Ruth BÖSIGER
Bösiger, André, Souvenirs d'un rebelle, p. 105

Ruth BÖSIGER

dite Coucou, 1907-1990, Vendeuse et militante anarchiste

Née Bersot à Genève en 1907 et décédée le 19 juillet 1990 dans la même ville, Ruth Bösiger est issue d’un père neuchâtelois, de profession inconnue et d’une mère d’origine russe, de profession inconnue. Photographe de métier, vendeuse et militante anarchiste, Ruth Bösiger fait partie de ces nombreuses femmes anarchistes en Suisse dont l’histoire reste à écrire.

Dans les années trente, Bösiger milite au sein d’un groupe anarchiste genevois, probablement le groupe du Réveil. Elle y est notamment responsable de la chorale. Durant cette période, Genève est le centre de l’anarchisme suisse. Les associations libertaires qui s’y trouvent se concentrent sur l’action syndicale révolutionnaire (grève générale dans le bâtiment contre la diminution des salaires, attaques de chantiers dont les patrons ne respectent pas les conventions collectives), la lutte antifasciste et l’aide aux exilés du fascisme. Les femmes sont très actives au sein du groupe du Réveil, organisatrices des sorties, elles s’occupent en outre de sa maintenance et de la diffusion du journal le Réveil anarchiste. Comme le racontera André Bösiger, futur mari de Bösiger, « la plupart d’entre elles étaient […] plus cultivées et évoluées que nous », ce qui ne les empêche pas d’être maintenues dans des tâches domestiques au sein du collectif. Bösiger est en outre membre de la Ligue des droits de l’homme sans qu’il soit possible, en l’état des recherches, de dater cette affiliation.

D’abord mariée à George Menkès, médecin des pauvres et des syndicats proche des milieux libertaires, Bösiger se remarie avec A. Bösiger – ouvrier dans le bâtiment et militant anarchiste –, probablement au début des années quarante. Leur première rencontre date du milieu des années trente lorsque ce dernier faisait de la prison pour insoumission à l’armée et qu’elle lui amenait le « colis du prisonnier ». Après la Seconde Guerre mondiale, Bösiger s’installe dans la Vieille Ville. La photographie ne lui permettant pas de gagner sa vie, elle travaille d’abord comme ouvrière dans différentes usines, puis comme vendeuse au Grand Passage. Elle poursuit ses activités militantes, notamment au sein de l’Association suisse de la libre pensée. Atteinte par la maladie d’Alzheimer, elle décède le 19 juillet 1990.

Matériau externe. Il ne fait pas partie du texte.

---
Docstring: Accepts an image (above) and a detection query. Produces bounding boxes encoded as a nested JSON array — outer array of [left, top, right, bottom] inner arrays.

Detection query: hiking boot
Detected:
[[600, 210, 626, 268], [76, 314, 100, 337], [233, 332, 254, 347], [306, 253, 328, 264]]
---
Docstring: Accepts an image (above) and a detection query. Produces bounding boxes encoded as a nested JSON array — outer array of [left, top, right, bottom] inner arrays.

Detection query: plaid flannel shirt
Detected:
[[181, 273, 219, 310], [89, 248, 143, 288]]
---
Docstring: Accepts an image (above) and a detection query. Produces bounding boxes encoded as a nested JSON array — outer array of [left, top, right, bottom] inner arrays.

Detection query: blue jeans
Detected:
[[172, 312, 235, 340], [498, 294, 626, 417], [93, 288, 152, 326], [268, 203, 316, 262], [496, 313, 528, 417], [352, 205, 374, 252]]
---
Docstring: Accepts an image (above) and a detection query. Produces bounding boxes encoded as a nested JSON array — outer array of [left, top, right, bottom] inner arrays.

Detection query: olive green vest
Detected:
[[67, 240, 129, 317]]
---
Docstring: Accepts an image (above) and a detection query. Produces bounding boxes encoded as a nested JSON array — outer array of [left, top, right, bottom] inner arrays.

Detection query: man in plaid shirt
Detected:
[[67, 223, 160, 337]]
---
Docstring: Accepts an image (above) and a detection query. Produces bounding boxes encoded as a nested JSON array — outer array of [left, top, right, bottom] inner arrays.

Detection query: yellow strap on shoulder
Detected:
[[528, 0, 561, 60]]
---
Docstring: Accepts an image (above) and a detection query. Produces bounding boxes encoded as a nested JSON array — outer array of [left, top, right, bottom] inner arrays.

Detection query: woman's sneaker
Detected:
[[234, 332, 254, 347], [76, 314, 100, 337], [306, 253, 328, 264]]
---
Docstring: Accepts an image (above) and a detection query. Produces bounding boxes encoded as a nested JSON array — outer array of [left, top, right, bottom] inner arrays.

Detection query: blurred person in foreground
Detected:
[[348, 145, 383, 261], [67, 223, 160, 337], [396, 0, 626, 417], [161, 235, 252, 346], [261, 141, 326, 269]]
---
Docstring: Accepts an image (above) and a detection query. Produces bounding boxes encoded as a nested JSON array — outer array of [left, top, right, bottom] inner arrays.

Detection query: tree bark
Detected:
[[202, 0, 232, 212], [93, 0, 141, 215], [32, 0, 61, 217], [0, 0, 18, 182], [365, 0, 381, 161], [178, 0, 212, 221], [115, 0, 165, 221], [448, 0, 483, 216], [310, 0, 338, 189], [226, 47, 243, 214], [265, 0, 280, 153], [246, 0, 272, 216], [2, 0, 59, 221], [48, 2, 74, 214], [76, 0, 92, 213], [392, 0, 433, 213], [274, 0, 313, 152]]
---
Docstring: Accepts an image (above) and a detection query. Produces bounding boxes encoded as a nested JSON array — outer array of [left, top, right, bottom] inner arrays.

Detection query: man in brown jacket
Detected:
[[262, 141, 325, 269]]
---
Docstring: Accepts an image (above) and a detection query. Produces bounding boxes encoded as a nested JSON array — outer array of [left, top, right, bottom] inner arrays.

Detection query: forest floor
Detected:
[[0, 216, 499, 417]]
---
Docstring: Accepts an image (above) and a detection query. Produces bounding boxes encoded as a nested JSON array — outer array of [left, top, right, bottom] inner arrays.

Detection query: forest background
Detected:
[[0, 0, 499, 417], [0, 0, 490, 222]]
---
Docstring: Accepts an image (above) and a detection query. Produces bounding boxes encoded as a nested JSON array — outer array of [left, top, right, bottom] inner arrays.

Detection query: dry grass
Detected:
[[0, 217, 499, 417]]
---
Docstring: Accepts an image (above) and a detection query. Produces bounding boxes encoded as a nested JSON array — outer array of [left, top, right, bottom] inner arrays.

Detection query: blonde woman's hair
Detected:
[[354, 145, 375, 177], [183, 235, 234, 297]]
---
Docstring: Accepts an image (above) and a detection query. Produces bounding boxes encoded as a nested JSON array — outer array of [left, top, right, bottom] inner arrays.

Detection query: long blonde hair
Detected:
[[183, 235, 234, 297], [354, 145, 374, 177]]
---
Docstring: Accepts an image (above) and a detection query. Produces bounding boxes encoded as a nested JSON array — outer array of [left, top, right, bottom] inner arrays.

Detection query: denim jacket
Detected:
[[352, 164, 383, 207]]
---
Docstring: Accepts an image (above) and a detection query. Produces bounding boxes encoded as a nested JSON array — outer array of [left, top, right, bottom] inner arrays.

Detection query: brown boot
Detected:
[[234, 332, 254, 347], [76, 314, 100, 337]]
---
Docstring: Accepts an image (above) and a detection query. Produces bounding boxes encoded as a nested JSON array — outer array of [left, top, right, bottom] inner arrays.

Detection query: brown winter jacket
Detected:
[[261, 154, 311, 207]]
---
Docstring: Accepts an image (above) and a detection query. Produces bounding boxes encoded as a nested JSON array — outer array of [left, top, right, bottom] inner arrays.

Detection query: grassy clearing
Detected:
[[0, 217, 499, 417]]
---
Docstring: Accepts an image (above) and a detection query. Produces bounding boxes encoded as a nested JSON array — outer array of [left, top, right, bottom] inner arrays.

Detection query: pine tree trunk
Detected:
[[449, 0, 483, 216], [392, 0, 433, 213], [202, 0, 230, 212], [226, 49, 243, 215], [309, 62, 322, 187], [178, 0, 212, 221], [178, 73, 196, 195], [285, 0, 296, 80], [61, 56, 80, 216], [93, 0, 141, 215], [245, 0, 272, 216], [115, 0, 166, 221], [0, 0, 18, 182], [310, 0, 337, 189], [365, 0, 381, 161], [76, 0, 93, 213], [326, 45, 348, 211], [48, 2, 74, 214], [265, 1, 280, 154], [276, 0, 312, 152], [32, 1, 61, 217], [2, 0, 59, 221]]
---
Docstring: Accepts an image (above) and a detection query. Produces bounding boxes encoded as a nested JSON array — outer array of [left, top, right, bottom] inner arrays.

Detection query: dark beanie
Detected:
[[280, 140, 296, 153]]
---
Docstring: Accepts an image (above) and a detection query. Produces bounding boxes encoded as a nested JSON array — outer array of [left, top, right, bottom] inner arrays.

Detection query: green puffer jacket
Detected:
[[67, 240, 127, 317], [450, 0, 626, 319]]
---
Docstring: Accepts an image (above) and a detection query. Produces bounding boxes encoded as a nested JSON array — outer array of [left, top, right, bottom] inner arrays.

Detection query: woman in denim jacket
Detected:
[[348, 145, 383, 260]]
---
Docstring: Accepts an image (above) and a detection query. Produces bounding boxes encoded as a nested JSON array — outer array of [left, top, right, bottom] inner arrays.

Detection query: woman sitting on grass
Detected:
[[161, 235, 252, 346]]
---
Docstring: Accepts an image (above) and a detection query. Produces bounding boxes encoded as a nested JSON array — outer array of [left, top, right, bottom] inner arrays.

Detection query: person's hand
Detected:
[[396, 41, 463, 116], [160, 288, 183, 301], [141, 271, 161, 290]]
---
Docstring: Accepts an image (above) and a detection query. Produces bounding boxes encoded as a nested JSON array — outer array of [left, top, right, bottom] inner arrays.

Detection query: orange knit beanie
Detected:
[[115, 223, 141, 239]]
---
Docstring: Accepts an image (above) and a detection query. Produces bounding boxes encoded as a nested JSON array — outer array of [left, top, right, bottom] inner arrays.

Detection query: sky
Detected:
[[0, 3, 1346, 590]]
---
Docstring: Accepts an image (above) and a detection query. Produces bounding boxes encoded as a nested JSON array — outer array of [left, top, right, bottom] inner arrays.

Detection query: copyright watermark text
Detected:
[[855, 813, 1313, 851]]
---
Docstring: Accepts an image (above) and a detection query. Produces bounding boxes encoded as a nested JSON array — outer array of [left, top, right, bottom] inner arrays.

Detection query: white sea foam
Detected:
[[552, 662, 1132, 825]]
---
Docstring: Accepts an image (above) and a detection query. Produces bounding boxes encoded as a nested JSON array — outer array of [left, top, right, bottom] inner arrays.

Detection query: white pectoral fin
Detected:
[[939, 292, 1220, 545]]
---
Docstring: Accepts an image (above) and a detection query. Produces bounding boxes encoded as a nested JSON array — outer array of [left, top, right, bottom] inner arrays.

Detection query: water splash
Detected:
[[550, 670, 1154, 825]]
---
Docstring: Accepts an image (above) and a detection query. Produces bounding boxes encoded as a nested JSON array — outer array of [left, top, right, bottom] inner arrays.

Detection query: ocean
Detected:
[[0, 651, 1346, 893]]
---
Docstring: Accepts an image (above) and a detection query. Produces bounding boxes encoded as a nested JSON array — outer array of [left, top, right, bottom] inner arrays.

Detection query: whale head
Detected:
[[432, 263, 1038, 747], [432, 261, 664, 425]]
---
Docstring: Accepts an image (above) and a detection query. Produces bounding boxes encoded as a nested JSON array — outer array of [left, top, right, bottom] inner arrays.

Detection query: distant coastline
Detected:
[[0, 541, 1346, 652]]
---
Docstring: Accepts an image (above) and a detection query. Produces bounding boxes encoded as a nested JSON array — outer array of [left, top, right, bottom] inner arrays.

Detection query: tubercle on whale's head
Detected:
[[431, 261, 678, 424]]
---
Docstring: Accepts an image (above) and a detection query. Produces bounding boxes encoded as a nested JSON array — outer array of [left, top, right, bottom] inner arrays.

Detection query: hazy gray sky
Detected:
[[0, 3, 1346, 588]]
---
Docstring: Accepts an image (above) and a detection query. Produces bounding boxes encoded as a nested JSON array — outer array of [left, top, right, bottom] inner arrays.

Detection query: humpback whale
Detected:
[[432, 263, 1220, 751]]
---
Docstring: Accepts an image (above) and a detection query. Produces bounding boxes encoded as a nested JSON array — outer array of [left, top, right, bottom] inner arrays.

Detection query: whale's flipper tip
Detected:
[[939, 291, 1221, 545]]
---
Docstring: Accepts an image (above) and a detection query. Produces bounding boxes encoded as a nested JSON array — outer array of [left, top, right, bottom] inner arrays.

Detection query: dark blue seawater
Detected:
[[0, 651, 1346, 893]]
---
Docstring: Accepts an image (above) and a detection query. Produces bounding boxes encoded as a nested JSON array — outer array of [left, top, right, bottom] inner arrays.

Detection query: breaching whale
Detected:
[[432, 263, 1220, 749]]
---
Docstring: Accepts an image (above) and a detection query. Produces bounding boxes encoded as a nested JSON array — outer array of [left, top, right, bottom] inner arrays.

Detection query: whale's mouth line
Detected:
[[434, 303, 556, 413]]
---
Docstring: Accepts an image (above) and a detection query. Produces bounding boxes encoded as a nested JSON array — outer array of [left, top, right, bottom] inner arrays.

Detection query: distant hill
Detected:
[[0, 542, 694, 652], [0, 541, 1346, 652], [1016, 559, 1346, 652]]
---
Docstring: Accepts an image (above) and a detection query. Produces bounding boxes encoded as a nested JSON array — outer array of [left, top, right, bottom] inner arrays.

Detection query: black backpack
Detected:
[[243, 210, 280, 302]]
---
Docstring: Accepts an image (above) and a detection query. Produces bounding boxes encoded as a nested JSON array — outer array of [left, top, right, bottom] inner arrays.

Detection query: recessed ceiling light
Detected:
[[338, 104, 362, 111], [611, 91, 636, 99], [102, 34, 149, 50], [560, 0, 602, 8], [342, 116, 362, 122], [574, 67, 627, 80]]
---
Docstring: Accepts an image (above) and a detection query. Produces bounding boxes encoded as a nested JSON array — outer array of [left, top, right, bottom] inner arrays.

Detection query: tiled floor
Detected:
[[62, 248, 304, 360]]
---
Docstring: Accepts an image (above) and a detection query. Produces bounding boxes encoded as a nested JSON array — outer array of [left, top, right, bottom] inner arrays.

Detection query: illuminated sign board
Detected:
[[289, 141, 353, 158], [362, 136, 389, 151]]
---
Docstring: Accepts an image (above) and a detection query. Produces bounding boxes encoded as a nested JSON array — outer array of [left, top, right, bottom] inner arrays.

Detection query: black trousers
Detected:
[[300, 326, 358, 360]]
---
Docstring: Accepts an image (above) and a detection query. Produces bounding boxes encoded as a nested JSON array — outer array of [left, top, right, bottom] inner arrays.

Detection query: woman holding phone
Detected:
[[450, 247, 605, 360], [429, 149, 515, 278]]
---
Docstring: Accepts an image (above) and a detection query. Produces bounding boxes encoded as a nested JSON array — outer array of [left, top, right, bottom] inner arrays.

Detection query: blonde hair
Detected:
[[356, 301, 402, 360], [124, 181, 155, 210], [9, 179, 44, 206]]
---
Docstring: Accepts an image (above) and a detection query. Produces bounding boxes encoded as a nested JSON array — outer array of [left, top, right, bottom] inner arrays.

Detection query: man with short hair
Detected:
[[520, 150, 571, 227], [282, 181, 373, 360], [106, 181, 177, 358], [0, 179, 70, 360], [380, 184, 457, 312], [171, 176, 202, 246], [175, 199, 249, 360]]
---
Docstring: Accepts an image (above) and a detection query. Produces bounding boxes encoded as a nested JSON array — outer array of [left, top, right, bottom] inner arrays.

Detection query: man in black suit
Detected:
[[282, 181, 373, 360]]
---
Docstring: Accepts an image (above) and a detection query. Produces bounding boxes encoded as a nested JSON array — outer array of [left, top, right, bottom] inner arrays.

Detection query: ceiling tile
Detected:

Comme celles de tant d’autres femmes, les actions et les luttes de Bösiger sont presque invisibles. Elle n’a laissé que quelques maigres traces dans les archives de son second mari et le peu qu’il a bien voulu raconter d’elle dans son autobiographie (Souvenirs d’un rebelle. Soixante ans de lutte d’un libertaire jurassien). L’oraison funèbre prononcée par un ami du couple lors de l’enterrement de Bösiger est une parfaite illustration du phénomène de l’invisibilisation des femmes. En effet, dans un discours censé célébrer sa personne, ses actions militantes restent entièrement liées à celles de son mari comme le montre cet extrait : « [e]nsemble à la Ligue des droits de l’homme, tous deux rêvaient d’un monde plus juste. Mais il serait trop long de vous dire tous les combats qu’ils menèrent ensemble pendant la guerre pour soutenir et aider ceux qui luttaient dans le monde pour la liberté et la justice. La paix revenue, ils continuèrent tous deux à lutter d’une façon pacifique contre l’injustice, [...] ».